Avoiding 10 Road Trip Mistakes
Most road trip mishaps don’t end this badly! But it’s probably a good idea to let Mattie Bamman help you avoid making the 10 most common road trip mistakes.
After college, I went on tour with a metal band. We purchased a wreck of a van and set out to play some shows. One night, a thousand miles from home, the oil light went on, but we decided to blame it on faulty wiring. The oil ran out around 5 a.m., causing the engine to die for good. To make matters worse, we were driving through backcountry South Carolina, but that’s another story for another time. The lesson: It pays to plan well for a road trip. If you’re still willing to take advice from a road tripper who ran out of oil, here are 10 common road trip mistakes and how to avoid them.
1. Underestimating Time
Google Maps may say four hours, but coffee stops, bathroom breaks, and unexpected adventures always take longer than expected. To get the most out of a road trip, give yourself plenty of time. I like to spend two nights each in as many destinations as possible.
2. Hitting Rush Hour
Toronto may be five hours away, but so is rush hour. Plan ahead: Instead of sitting in traffic for two hours, consider visiting a museum, spending extra time on the beach, sleeping in, etc.—anything that will put you in larger cities after 8 p.m.
Don’t book a bungee jump off the Europabrücke Bridge when you’re still 1,000 kilometers away. Nothing ruins a road trip more than thinking only of the destinations. Make a loose plan, but listen to the road. Go with the flow.
4. Inviting Larry
His jokes may seem harmless. His request to stay in five-star hotels may come off as yet another joke. But there’s nothing worse than being trapped in a car with someone you don’t get along with. Choose travel companions wisely.
5. Getting Caught Off Guard
Sometimes we don’t want to think about the worse-case scenarios, or maybe we can’t, but it’s important to be prepared. If traveling in hot weather, always keep a large jug of extra water in the car. If it’s cold, always pack warm clothes and blankets in case you have to spend the night in the car.
Speaking of hot weather, there’s nothing worse than getting cooked in the car. Have you ever seen the Seinfeld where Kramer falls asleep in the sun coated in butter? That’s what I’m talking about. Wear sunscreen on long driving days, and whenever possible, get off the road during the hottest hours.
7. Renting in a Foreign City
Each country has its own style of driving, and city driving can be a real hassle.

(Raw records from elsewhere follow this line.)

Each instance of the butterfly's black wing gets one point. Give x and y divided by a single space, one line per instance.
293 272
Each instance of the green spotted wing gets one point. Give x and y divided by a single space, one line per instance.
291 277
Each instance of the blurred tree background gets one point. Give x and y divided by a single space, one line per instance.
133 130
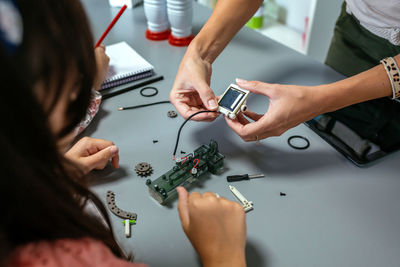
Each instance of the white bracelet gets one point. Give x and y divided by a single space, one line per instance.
393 72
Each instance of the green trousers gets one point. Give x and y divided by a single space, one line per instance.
354 49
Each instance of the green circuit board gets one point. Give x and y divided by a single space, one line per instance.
204 159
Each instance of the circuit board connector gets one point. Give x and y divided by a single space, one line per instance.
187 171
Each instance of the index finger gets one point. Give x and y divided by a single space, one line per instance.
98 145
183 206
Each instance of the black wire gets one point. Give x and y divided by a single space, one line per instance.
307 145
183 124
148 88
145 105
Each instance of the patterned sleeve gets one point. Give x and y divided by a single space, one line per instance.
83 252
91 112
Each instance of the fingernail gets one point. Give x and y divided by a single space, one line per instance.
212 104
238 80
113 150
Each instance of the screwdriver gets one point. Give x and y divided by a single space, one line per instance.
236 178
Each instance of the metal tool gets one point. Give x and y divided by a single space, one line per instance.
247 205
236 178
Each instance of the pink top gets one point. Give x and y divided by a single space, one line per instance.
66 253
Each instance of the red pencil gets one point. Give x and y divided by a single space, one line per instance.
110 26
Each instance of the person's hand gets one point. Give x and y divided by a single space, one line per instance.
289 105
102 61
191 91
215 226
93 154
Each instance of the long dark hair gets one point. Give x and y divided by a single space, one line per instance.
39 196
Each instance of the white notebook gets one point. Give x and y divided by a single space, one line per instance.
126 65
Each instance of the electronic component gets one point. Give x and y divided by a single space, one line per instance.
233 101
144 169
236 178
172 114
129 217
247 205
186 171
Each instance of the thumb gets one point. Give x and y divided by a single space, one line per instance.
207 96
183 206
256 87
101 158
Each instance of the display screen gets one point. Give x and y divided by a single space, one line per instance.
231 99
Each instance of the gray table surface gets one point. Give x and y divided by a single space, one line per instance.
334 214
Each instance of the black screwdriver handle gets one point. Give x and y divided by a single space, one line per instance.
236 178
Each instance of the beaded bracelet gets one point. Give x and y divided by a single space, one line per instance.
394 75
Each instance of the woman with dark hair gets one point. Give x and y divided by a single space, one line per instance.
48 69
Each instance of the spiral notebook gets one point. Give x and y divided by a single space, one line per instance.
126 66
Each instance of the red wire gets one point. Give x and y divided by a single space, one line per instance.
110 26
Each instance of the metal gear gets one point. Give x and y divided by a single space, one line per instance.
172 114
144 169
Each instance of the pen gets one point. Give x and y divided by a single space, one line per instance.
110 26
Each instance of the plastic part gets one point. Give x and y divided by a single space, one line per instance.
157 36
143 169
142 91
163 189
172 114
307 144
117 211
180 41
247 205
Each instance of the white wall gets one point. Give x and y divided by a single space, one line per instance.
326 14
294 12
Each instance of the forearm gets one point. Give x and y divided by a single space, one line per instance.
228 18
231 260
368 85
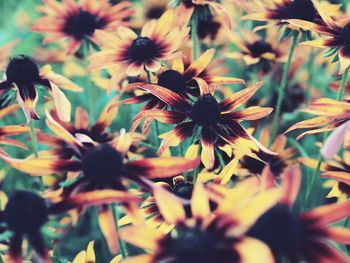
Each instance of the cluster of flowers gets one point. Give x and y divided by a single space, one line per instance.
189 181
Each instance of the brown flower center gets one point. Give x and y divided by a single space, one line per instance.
102 166
271 229
206 111
259 47
301 9
345 34
83 24
22 70
25 212
142 49
172 80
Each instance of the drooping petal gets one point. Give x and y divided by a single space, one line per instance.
62 104
200 202
107 116
15 249
291 179
344 59
335 141
27 97
207 155
248 114
108 228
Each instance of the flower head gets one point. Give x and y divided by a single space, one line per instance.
131 53
23 74
79 20
212 119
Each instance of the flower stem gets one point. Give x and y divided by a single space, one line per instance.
33 139
156 124
320 158
286 67
89 88
122 245
196 171
194 36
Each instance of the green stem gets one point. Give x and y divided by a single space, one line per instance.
156 124
89 88
320 158
196 171
286 67
194 36
309 81
122 245
33 138
221 160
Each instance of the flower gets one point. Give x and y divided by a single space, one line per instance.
5 52
159 40
81 130
24 215
204 11
79 21
279 13
337 37
11 130
88 255
330 115
309 234
97 175
216 120
23 74
254 164
338 170
183 78
204 237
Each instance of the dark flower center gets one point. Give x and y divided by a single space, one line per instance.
206 111
193 244
345 34
22 70
301 9
102 166
183 190
142 49
25 212
208 28
345 188
155 12
172 80
83 24
259 47
279 228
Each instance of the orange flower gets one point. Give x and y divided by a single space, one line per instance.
212 119
79 20
23 74
131 53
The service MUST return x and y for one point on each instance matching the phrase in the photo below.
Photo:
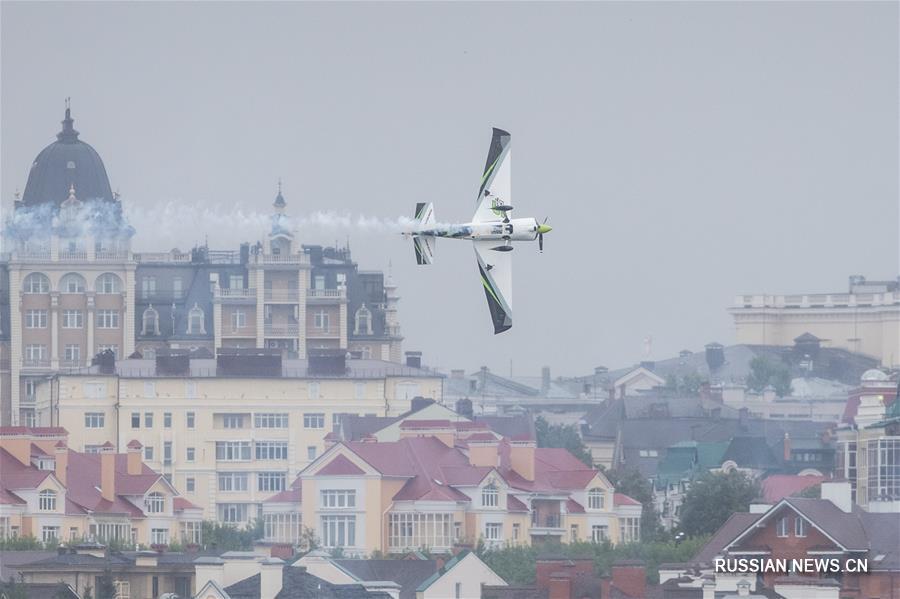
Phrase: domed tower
(65, 164)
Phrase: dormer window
(489, 496)
(363, 324)
(150, 321)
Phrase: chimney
(135, 463)
(560, 586)
(630, 578)
(521, 457)
(270, 577)
(108, 471)
(715, 356)
(838, 493)
(62, 461)
(484, 453)
(414, 359)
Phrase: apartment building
(52, 492)
(71, 287)
(441, 484)
(865, 319)
(228, 432)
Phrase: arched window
(156, 503)
(36, 283)
(72, 283)
(108, 283)
(47, 500)
(196, 324)
(150, 321)
(363, 321)
(489, 496)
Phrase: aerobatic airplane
(491, 231)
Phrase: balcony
(282, 330)
(282, 295)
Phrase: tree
(712, 499)
(763, 373)
(564, 436)
(632, 483)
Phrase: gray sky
(684, 152)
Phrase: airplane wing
(496, 182)
(495, 269)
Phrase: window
(270, 481)
(233, 451)
(73, 319)
(599, 533)
(36, 283)
(156, 503)
(148, 286)
(72, 283)
(414, 530)
(233, 481)
(363, 324)
(314, 420)
(94, 419)
(150, 322)
(36, 319)
(196, 324)
(108, 283)
(47, 500)
(338, 531)
(276, 420)
(781, 527)
(800, 525)
(338, 499)
(72, 353)
(232, 513)
(489, 496)
(49, 534)
(159, 536)
(493, 531)
(107, 319)
(283, 528)
(271, 450)
(233, 421)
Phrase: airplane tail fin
(424, 245)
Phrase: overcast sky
(685, 153)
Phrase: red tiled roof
(623, 499)
(425, 424)
(340, 466)
(778, 486)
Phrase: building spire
(68, 133)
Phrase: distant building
(228, 431)
(865, 319)
(53, 493)
(71, 287)
(438, 486)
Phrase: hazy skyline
(685, 152)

Consider renting a car in a nearby town instead of a major city. This eliminates the need to navigate complicated traffic patterns and congested roadways, both when you pick up the rental and when you return it.

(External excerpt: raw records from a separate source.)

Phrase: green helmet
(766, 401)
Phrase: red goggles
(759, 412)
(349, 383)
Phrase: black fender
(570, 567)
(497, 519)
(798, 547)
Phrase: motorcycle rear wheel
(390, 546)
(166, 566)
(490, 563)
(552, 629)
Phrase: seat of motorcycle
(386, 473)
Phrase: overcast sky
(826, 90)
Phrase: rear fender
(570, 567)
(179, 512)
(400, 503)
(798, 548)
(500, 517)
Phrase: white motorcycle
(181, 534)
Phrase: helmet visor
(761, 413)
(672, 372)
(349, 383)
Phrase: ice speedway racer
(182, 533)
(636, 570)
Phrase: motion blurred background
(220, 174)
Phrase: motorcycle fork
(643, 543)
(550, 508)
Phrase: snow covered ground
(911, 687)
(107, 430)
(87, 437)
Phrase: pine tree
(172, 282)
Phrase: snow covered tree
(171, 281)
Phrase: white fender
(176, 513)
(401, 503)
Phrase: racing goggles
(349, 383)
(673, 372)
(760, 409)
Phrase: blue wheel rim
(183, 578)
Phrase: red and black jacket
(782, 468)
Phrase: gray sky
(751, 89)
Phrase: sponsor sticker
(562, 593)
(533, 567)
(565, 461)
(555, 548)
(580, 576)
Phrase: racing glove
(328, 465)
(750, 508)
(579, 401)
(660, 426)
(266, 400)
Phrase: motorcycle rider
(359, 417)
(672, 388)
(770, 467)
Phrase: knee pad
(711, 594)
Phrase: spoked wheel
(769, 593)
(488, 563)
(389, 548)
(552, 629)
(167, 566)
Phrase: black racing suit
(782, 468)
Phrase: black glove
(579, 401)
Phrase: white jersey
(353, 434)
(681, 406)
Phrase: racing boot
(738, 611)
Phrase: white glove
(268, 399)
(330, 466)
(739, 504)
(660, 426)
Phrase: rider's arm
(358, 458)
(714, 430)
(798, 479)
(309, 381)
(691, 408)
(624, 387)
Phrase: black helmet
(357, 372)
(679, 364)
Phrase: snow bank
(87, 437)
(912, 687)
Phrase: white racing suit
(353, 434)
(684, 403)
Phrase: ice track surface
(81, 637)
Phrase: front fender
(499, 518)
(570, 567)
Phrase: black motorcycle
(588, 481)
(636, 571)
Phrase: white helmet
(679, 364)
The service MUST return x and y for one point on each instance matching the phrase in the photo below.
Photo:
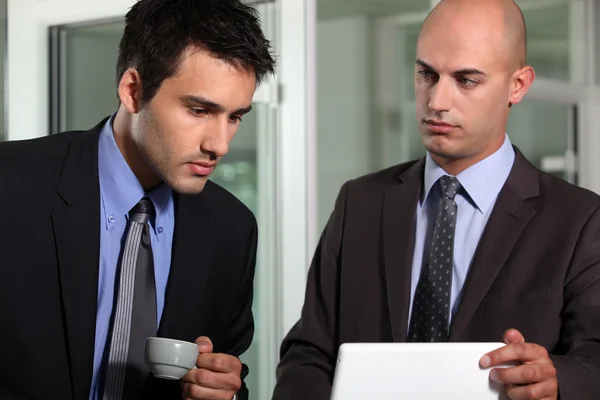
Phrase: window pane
(356, 133)
(335, 9)
(556, 44)
(3, 28)
(545, 133)
(88, 56)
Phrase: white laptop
(414, 371)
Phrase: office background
(341, 105)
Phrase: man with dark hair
(470, 244)
(116, 234)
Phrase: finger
(195, 392)
(513, 336)
(213, 380)
(540, 390)
(223, 363)
(520, 352)
(524, 374)
(204, 344)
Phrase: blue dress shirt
(481, 184)
(120, 190)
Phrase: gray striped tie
(134, 314)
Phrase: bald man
(514, 252)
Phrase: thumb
(204, 344)
(513, 336)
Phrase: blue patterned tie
(431, 305)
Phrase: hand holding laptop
(533, 378)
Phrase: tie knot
(142, 211)
(450, 186)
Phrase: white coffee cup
(169, 358)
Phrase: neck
(454, 166)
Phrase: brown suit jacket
(536, 269)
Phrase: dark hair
(158, 32)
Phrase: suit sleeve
(240, 329)
(6, 395)
(578, 366)
(309, 351)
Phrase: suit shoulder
(44, 147)
(568, 194)
(220, 198)
(380, 178)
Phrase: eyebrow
(211, 105)
(466, 71)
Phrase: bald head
(501, 21)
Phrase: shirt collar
(482, 181)
(119, 187)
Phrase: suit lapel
(77, 235)
(509, 218)
(191, 261)
(399, 208)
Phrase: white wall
(344, 134)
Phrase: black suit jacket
(49, 262)
(536, 269)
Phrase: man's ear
(521, 81)
(130, 91)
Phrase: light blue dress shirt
(120, 190)
(481, 183)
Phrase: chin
(189, 186)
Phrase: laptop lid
(414, 371)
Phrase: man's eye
(426, 74)
(467, 82)
(198, 111)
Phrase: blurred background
(341, 105)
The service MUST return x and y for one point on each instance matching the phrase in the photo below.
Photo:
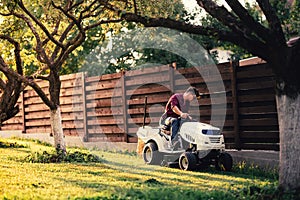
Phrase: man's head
(191, 93)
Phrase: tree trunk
(57, 130)
(289, 125)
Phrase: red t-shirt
(176, 100)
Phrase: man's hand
(184, 115)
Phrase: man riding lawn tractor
(179, 140)
(176, 112)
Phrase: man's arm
(176, 110)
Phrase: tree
(10, 88)
(58, 28)
(268, 41)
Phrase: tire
(151, 155)
(187, 161)
(224, 162)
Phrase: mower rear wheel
(187, 161)
(151, 155)
(224, 162)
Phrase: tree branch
(274, 22)
(45, 30)
(251, 44)
(29, 82)
(248, 20)
(41, 54)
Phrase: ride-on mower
(198, 145)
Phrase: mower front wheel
(187, 161)
(151, 155)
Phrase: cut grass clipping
(120, 175)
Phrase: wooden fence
(110, 107)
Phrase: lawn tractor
(198, 145)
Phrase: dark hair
(193, 90)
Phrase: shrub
(57, 157)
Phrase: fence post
(172, 67)
(85, 129)
(23, 112)
(124, 105)
(235, 104)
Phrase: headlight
(210, 132)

8. Not Getting the Right Permit
Different countries have different driving laws, and some require special permits. For example, Slovenia requires a vignette sticker, and law breakers face a hefty fine. Unfortunately, rental agents might not know the rules in neighbouring countries, so it’s up to you to do the research.
9. Not Preparing for Toll Booths
In a foreign country, a row of toll booths can look like a pinball machine. Which lane to choose? Can I pay with a credit card? These are the types of questions to ask the rental car agency before leaving.
Back roads let you see new parts of the world, but they sometimes take much longer than expected. I drove California’s Route 1 for the first time in a Jetta hauling a U-Haul trailer. After six hours of winding roads and sheer cliffs, I really wished I’d made an exit plan. The lesson: Even though it looks scenic on a map, it’s best to have an alternative route in your back pocket at all times.